Blockchain Networks - Layer 1 & Layer2
Let's deep dive into the different types of blockchain networks, their functionalities and what is Layer 1 and Layer 2 blockchains are.
There are many behind -the-scene actions that we are so used to and take for granted every day.
When we swipe a credit card, we don’t think what Mastercard have to do to make that transaction go through.
When we send an email, we don’t ponder how Gmail and Yahoo and Hotmail are interoperable based on the same standards: subject, recipient address, CC, etc.
Blockchain networks are similar in this sense, providing technical standard and infrastructure to enable the next generation of value exchange.
We talked about blockchain technology very briefly in previous courses - a chain of blocks containing data that are unchangeable. Now think about blockchain as a digital ledger.
Stored within each block are transaction data, including the amount, balance, sender, receiver, etc. Anything of value can be traded and recorded on this digital ledger.

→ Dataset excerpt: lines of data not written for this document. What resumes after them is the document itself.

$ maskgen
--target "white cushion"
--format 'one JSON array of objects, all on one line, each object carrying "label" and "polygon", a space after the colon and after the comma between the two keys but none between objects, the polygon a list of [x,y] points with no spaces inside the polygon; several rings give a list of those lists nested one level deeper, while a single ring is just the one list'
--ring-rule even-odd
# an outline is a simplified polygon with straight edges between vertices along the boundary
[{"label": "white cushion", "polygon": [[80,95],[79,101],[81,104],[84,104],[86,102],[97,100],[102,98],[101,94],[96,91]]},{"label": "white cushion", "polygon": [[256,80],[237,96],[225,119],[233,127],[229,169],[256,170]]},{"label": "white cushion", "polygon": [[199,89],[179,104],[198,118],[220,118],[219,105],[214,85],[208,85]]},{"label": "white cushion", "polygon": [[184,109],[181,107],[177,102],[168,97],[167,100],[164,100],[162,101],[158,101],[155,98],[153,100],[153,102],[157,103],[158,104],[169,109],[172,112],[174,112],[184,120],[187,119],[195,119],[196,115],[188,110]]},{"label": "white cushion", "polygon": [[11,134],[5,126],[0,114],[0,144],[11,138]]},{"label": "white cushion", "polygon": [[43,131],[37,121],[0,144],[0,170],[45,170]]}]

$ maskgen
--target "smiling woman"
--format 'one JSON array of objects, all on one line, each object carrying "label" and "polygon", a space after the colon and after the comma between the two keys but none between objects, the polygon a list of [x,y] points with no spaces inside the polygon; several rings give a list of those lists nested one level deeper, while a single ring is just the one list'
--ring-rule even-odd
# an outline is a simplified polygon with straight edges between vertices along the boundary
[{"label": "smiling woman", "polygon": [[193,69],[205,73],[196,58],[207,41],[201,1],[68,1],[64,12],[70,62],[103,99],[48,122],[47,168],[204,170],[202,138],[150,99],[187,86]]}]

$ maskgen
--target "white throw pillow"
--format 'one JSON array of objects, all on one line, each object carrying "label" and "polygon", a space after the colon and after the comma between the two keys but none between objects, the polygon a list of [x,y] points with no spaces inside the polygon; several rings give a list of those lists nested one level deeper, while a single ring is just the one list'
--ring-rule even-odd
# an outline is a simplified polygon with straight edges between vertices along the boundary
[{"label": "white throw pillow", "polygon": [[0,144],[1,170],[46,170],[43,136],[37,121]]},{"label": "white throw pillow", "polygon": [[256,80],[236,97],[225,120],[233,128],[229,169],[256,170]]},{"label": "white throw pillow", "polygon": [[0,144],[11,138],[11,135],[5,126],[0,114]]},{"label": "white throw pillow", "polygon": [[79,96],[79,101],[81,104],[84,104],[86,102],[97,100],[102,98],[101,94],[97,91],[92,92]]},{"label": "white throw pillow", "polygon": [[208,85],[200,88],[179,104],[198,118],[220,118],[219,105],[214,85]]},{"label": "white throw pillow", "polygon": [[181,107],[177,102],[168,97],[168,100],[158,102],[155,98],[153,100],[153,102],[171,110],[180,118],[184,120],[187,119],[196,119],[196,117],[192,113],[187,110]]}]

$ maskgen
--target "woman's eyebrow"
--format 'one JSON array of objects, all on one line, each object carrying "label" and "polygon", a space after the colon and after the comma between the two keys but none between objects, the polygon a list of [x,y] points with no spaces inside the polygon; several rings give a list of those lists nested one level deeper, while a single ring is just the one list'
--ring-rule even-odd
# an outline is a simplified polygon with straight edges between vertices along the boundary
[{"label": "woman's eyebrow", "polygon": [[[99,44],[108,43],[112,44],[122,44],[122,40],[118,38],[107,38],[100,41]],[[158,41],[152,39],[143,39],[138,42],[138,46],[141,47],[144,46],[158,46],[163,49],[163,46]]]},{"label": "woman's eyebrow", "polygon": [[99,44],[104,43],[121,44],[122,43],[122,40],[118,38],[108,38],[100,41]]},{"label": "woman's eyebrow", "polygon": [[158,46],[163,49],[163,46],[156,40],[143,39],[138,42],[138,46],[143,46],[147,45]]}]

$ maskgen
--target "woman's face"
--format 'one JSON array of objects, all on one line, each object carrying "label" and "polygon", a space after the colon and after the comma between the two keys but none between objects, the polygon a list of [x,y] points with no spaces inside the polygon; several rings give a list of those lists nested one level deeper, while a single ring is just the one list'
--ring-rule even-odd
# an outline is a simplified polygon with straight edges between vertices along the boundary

However, there’s no Visa in Web3 yet, and we’re still in the phase of exploration. Different networks have various approaches to maximize decentralization, security and scalability to provide infrastructure for applications to build on.
Here are some specific examples and numbers to make it more clear. Bitcoin Network processes approximately 7 transactions per second and Ethereum at 30.
Therefore, in a micro-payment setting, they’re impossible to compete with Visa which processes around 1,700 transactions per second.
Another problem is when networks get crowded, users are charged with a high network fee called gas fee in order to get their transactions go through.
What are Layer 1 and Layer 2 Blockchain Networks?
To solve these problems and support real use cases, many networks are proposed with various approaches.
There are two main categories, Layer 1 (L1) blockchains and Layer 2 (L2).
L1 refers to a base network, such as Bitcoin and Ethereum, that validates and finalizes transactions on its own.
There are a lot of L1 blockchains out there, the popular ones include the BNB Chain, Solana, Avalanche, etc.
We talked about the scalability issue of L1 networks, thus developers create Layer 2 blockchains. L2s rely on L1s for security and stability but allow users to make transactions at a vast scale and lower cost.
Here is a high-level explanation of how it works: a large amount of transactions are first pre-processed and packed on L2 before they are eventually finalized on L1.
To further clarify this, let’s look at Ethereum, since many popular L2 chains are built on Ethereum, including Polygon, Optimism, Arbitrum, etc. These chains are also referred to as EVM (Ethereum Virtual Machine) chains.
Imagine 1,000 transactions on Ethereum, which would take a lot of network space and power to process.
Now these 1,000 transactions are pre-packed into 1 transaction on a L2, reducing processing power by 1000% for the L1 Ethereum network, but with the same stability and security at much lower cost.
With the mission to make Ethereum accessible to everyone, L2 provides the stability and security of the EVM environment at much lower cost.
Why Networks Matter?
As a user and developer, you get to choose the network to interact with, building applications, deploying smart contracts, trading, staking, participating in campaigns, etc.
📝 Example: If you’re claiming a NFT that’s deployed on the BNB Chain, you’ll need to switch networks in your wallet. (You need to be on BNB!)